Resistência Lula da Silva, or simply Resistência (lit. 'Resistance'), is the female pet mongrel of Luiz Inácio Lula da Silva and his wife Rosângela. She was the first animal to climb the entrance ramp of the Planalto Palace during a Brazilian presidential inauguration ceremony. Resistência received the title of Canine Ambassador for Animal Adoption in 2022 during the National Animal Rights Day.

== History ==
Resistência wandered between the tents of the camp "Lula Livre" in Curitiba where the president was imprisoned. Previously, she used to walk among cars around the Federal Police Superintendence area. Two metalworkers started to care for the dog during the vigil, and she started to live among the demonstrators. After falling ill, she was adopted by Rosângela (Janja), Lula's girlfriend at the time. Lula did not meet Resistência until after his release. The dog inspired the creation of an animal rights sector within the Brazilian Workers' Party.
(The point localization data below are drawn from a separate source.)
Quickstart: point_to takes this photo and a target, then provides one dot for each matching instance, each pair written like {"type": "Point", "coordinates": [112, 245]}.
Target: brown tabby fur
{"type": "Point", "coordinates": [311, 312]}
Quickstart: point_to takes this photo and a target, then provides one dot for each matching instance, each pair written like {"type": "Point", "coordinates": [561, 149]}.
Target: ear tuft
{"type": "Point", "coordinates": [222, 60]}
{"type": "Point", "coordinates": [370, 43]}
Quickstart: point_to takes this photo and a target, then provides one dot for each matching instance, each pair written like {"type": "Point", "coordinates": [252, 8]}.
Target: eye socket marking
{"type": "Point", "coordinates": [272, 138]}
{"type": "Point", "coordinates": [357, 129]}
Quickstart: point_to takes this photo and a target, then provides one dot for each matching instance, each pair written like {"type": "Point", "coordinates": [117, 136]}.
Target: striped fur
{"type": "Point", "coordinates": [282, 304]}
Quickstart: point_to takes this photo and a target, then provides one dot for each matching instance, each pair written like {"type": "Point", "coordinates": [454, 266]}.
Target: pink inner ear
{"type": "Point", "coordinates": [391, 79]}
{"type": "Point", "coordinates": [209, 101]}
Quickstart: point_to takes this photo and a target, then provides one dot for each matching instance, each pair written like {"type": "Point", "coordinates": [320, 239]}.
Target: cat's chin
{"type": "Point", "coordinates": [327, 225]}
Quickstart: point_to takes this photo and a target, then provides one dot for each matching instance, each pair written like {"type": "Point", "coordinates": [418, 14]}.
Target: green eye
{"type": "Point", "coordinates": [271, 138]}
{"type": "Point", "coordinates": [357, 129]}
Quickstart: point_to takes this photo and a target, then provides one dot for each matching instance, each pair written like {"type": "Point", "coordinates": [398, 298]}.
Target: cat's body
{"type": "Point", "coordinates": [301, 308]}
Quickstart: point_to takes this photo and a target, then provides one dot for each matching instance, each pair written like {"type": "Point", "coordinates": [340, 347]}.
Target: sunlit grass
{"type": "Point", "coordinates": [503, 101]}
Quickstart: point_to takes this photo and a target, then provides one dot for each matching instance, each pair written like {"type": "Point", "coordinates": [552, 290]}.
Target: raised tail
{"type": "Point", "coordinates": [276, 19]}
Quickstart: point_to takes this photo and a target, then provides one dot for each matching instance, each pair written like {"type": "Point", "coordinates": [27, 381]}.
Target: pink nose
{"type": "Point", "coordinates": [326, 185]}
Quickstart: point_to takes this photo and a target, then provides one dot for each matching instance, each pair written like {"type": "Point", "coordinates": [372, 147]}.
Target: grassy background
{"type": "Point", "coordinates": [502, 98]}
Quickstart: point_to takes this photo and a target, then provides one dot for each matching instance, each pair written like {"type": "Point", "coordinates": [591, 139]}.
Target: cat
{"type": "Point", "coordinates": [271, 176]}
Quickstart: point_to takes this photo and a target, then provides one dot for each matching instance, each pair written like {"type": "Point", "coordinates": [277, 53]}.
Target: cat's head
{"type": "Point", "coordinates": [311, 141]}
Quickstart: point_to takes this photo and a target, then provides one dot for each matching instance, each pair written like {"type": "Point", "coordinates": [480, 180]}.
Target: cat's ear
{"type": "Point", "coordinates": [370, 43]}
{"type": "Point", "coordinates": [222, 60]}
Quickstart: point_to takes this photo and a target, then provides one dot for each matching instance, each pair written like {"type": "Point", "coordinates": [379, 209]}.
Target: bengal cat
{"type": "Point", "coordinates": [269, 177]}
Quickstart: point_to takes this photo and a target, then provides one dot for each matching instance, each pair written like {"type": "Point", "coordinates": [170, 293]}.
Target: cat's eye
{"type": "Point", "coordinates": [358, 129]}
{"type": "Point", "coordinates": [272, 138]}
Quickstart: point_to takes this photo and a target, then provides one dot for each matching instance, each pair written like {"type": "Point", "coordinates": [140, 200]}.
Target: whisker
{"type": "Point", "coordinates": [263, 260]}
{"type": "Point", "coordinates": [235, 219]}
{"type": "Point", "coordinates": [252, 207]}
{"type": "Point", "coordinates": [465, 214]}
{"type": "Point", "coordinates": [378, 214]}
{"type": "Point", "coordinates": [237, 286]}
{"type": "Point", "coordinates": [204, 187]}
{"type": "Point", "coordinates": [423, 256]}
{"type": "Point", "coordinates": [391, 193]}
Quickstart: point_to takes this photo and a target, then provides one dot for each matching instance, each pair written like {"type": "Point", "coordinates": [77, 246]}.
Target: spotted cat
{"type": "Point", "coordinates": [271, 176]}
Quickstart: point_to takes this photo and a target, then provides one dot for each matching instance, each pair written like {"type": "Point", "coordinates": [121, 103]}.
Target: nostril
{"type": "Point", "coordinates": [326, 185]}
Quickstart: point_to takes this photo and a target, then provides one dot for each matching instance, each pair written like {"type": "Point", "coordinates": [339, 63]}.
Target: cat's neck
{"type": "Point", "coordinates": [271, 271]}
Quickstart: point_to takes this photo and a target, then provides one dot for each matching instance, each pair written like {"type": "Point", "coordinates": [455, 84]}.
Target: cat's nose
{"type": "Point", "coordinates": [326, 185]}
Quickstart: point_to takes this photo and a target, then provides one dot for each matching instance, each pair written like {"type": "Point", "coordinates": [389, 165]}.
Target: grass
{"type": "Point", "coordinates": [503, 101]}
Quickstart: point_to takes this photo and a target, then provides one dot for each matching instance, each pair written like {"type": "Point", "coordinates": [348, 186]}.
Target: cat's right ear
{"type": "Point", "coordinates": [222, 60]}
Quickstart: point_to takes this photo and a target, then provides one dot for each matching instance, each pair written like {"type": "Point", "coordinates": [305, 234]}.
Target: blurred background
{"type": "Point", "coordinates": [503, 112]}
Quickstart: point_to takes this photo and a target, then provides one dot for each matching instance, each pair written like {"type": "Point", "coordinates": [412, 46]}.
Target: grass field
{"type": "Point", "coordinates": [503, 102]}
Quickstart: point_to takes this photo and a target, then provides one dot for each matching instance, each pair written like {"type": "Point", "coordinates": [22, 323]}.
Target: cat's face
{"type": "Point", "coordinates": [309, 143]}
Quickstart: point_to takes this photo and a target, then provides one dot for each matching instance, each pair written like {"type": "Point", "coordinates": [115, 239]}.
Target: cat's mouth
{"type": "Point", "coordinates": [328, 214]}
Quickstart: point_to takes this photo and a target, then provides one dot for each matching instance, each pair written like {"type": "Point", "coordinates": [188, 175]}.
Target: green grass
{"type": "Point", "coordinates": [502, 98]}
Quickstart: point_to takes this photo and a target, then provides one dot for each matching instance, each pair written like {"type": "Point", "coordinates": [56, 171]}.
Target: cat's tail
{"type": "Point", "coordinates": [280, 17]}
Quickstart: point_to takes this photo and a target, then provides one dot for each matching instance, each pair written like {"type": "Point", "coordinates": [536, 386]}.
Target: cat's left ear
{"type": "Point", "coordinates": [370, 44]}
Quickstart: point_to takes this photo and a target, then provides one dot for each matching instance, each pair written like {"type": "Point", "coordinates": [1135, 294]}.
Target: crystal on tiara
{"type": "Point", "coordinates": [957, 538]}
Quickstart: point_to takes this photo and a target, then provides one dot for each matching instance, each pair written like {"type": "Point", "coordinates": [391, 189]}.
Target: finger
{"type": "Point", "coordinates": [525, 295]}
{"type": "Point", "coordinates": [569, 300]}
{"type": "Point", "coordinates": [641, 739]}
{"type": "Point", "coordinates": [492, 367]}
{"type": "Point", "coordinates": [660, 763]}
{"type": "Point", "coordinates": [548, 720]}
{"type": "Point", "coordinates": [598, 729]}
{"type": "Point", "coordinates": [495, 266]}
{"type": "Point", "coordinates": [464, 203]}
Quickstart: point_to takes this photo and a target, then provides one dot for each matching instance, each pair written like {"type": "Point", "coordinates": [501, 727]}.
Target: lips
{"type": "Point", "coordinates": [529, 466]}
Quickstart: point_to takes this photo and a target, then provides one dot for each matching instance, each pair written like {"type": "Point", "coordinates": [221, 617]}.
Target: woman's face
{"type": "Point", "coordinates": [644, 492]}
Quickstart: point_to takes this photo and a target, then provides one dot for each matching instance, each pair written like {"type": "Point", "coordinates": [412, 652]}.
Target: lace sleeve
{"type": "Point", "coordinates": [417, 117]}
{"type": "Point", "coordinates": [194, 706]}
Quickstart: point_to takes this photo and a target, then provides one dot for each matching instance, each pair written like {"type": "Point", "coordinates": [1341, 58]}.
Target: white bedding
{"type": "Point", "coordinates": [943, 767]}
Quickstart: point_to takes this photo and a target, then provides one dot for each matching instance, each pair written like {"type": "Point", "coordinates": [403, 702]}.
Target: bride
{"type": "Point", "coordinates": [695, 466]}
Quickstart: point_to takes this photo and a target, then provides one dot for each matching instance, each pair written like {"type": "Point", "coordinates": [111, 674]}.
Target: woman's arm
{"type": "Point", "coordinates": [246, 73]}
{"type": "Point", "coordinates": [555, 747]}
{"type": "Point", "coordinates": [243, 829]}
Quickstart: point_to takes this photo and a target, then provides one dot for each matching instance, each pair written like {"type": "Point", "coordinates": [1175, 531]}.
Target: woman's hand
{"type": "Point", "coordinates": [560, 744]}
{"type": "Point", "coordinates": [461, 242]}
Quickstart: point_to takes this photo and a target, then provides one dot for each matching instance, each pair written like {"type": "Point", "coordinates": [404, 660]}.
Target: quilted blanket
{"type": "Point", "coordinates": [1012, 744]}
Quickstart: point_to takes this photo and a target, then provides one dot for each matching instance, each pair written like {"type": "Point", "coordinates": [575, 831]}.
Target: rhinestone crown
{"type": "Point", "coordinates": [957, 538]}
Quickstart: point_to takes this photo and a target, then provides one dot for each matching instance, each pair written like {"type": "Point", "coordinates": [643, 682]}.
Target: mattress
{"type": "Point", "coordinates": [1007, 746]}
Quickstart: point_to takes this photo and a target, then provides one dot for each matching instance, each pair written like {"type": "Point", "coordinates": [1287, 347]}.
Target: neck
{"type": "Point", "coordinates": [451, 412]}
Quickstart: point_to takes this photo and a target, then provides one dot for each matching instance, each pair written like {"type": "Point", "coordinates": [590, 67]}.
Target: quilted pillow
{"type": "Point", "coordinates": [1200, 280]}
On January 1, 2023, Resistência took the ramp at the inauguration of President Lula, together with representatives of civil society, since Jair Bolsonaro did not pass the sash to Lula as is the custom.

She is our lucky charm I would say. Resistência was found and adopted by the vigil. She stayed in the vigil for a few months, but as it was very cold in Curitiba, she got sick, and I said: "Come on, Resistência, you're going to my house". She came with me. I wrote this in a letter to Lula: "Look, we have a new girl". And then the people at the vigil said, "Resistência will go up the ramp of the Planalto. Resistência will be there."
— Rosângela Lula da Silva in an interview with Fantástico in November 2022.